I did something kind of crazy. I friended the girl who bullied me in elementary school on Facebook. And she accepted. And we talked. And we connected, really connected for the first time in about 35 years. And something amazing happened inside of me and I hope inside of her too.
When I had my kids, I started working through my feelings about being bullied and I came to a place where I understood that she and I were both victims of our experiences and upbringing. Kids aren’t mean to other kids because they feel good about themselves. I forgave my bully because I recognized a generational pattern of aggression and hate that I refuse to perpetuate. Most importantly, I had to look in the mirror and confront the fact that I’ve treated people in ways that I regret. Let the one who has never sinned throw the first stone.
But our experiences have a way of causing us to build defenses that become deeply ingrained. Why do I hate office politics? Because I was bullied.
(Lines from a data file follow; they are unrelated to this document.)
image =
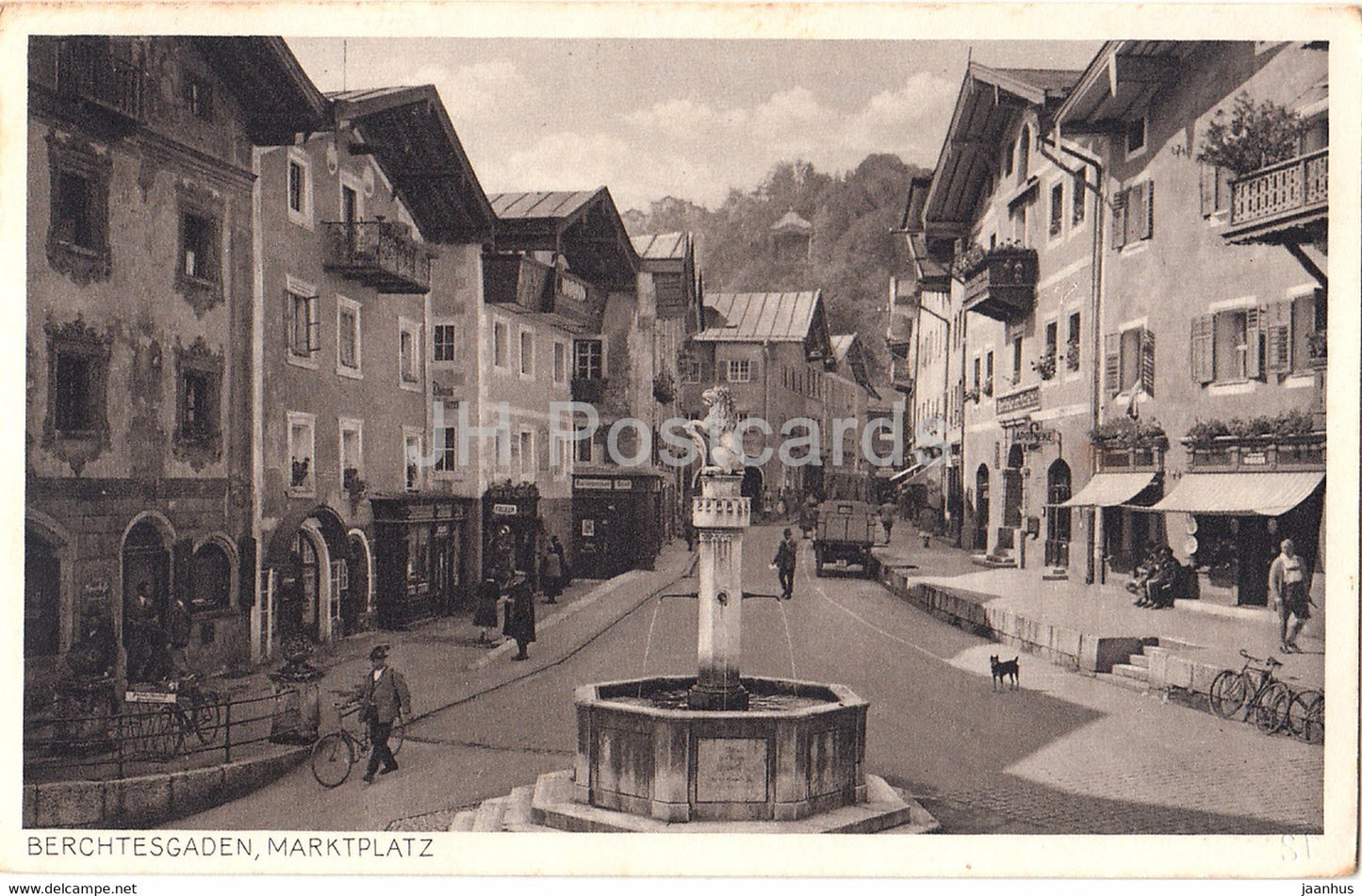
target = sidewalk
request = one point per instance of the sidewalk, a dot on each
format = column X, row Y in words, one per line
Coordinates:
column 1091, row 626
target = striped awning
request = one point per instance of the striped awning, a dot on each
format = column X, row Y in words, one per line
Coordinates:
column 1239, row 493
column 1110, row 489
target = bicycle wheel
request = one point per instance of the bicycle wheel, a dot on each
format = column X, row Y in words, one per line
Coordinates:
column 1313, row 728
column 331, row 758
column 1270, row 709
column 1229, row 691
column 205, row 716
column 164, row 733
column 1298, row 709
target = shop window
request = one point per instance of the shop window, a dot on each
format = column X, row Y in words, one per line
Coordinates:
column 443, row 343
column 740, row 372
column 302, row 454
column 210, row 583
column 588, row 360
column 349, row 336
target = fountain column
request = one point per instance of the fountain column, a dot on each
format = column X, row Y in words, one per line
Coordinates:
column 719, row 515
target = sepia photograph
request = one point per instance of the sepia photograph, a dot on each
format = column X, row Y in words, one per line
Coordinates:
column 583, row 425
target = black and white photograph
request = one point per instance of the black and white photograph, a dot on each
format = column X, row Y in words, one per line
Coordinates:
column 729, row 421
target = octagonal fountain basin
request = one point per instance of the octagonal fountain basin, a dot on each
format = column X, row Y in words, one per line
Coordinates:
column 797, row 751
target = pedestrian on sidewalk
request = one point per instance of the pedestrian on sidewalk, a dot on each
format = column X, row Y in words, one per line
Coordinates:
column 519, row 615
column 553, row 565
column 485, row 613
column 785, row 559
column 1288, row 594
column 383, row 697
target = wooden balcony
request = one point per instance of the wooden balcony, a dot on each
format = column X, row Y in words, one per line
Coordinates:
column 1288, row 202
column 1003, row 286
column 377, row 253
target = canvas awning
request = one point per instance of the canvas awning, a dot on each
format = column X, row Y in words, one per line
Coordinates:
column 1110, row 489
column 1239, row 493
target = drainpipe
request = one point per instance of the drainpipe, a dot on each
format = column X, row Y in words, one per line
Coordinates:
column 1096, row 562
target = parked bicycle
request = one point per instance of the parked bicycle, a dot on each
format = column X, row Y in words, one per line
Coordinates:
column 1266, row 702
column 336, row 753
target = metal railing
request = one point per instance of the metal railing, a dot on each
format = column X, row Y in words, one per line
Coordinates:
column 1286, row 187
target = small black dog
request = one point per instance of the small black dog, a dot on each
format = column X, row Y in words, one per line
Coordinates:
column 1004, row 670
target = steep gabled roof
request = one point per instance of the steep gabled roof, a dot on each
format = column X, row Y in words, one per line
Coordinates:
column 584, row 226
column 409, row 134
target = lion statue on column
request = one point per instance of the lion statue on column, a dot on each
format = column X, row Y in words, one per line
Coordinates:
column 715, row 436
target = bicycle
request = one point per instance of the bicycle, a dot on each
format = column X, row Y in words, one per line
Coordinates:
column 1305, row 716
column 336, row 753
column 1256, row 691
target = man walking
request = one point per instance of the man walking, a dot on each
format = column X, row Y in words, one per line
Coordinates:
column 1288, row 594
column 785, row 559
column 382, row 697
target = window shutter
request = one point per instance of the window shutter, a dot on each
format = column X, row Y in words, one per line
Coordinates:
column 1119, row 220
column 1203, row 349
column 1208, row 177
column 1147, row 361
column 1148, row 213
column 1254, row 339
column 1278, row 326
column 1111, row 363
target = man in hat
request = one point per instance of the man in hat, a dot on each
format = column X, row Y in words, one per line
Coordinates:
column 382, row 697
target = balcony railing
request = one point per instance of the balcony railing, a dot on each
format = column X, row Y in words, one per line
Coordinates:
column 1273, row 204
column 377, row 253
column 94, row 71
column 1003, row 286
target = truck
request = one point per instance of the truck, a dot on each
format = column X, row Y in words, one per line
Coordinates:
column 845, row 534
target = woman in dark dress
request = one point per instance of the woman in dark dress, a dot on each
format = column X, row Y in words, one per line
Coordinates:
column 519, row 624
column 485, row 614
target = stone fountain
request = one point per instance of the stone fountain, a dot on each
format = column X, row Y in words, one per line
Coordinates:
column 719, row 749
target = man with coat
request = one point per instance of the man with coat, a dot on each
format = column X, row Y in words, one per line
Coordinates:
column 383, row 696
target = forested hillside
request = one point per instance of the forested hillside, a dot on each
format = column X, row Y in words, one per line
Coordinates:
column 853, row 253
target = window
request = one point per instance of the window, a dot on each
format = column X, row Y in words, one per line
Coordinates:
column 588, row 360
column 412, row 455
column 198, row 95
column 1079, row 196
column 1132, row 214
column 560, row 363
column 409, row 353
column 1135, row 137
column 1129, row 361
column 500, row 348
column 302, row 454
column 443, row 345
column 300, row 188
column 302, row 320
column 199, row 245
column 526, row 353
column 349, row 342
column 1074, row 349
column 352, row 454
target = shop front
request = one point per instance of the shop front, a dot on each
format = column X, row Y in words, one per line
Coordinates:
column 511, row 531
column 419, row 557
column 617, row 522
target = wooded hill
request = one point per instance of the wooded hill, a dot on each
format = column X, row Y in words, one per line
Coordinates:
column 853, row 251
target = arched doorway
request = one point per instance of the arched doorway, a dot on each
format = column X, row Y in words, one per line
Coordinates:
column 981, row 507
column 41, row 596
column 1058, row 522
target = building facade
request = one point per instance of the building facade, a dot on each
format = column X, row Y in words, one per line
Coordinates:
column 139, row 455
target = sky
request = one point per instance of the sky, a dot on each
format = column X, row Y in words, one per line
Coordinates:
column 691, row 119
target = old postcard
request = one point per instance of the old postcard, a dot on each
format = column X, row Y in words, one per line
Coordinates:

Why do I have an anxiety attack if someone honks their horn at me? Because I was bullied. Why do I crawl into a ball if I feel like I’m being emotionally attacked? Because I was bullied.
I’m ready to let go of those defenses now. Amazing.
If there’s one thing I can point to that has made forgiveness for me possible it’s that I’ve never had a desire for justice.
I never once took pleasure or solace in the fact that one of my abusers went to prison for 3 years (and he would’ve been in there a lot longer if I hadn’t been terrified to tell the whole truth). His punishment did nothing to help make sense of what had happened to me or how my life had spiraled out of control from there. Ultimately, the one thing I wanted was impossible. I wanted it to not have happened. I wanted him to not be the way he was, to have not made the choices he made and to have not inflicted the hurt he did. Anything short of that was hopelessly inadequate. I recently found out that he died years ago and I wish, I wish, I wish…
There was a woman who despised me when I was a little girl. She glared at me and pointed me back to my bedroom whenever I worked up the nerve to come out. She beat me with a washcloth after I took a bath and didn’t rinse the tub, leaving a ring of strawberry scented bubbles. Her voice shook with high-pitched rage as the wet cloth snapped against my head and back. She’s like a monster in my mind and I would love to see her now so that I can replace the image of a monster with that of a woman. I want to know if she turned herself around. I want to know if she went on to have kids of her own and if motherhood changed her, if it softened the anger in her heart. She’d probably have grandchildren by now and I wonder if she dotes on them the way my parents dote on my kids. I want to see God’s light in those beady, squinted eyes that I remember so well. And if she didn’t redeem herself? What then?
Then, I have to forgive her anyway. I wouldn’t be the same without any of them. I’m who I am because of how I let those experiences break me, then build me, and then empower me. The cycle of pain ends here.